Oakville Yacht Squadron
- Burgee
- Short name: OYS
- Founded: 1946; 80 years ago
- Location: 97 Forsythe Street, Oakville, Ontario, Canada
- Website: www.oysqn.com

= Oakville Yacht Squadron =

Canadian private yacht club

The Oakville Yacht Squadron (OYS) is a private yacht club based in Oakville, Ontario. Both past and present members have contributed to the sport of yachting and yacht design.

The Oakville Yacht Squadron has a junior sailing program.

==History==
Founded in 1946, the Oakville Yacht Squadron is located on the shores of the Sixteen Mile Creek. In 1995, OYS absorbed the former Oakville Harbour Yacht Club and a growing interest in cruising was augmented by the members integrated into the club at that time.

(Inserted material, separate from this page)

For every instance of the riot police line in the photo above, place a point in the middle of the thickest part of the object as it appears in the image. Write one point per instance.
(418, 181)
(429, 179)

Members of the club were involved in the creation of the Town of Oakville Water Air Rescue Force (TOWARF) in 1954, a volunteer marine search and rescue organization based in Oakville Harbour that later became Oakville Marine Search and Rescue OMSAR.

==Racing==
Oakville Yacht Squadron organized the Snipe Western Hemisphere & Orient Championship in 1964 and the Snipe North American Championship in 1973, 1983, 1997 and 2005.

OYS hosted the Lake Ontario 300 in 2006. Touted as the Greatest Yacht Race on the Lake, the LO300 had a field of over 110 boats.

In 2019, OYS hosts the 134th year Lake Ontario Yacht Racing (LYRA) Regatta.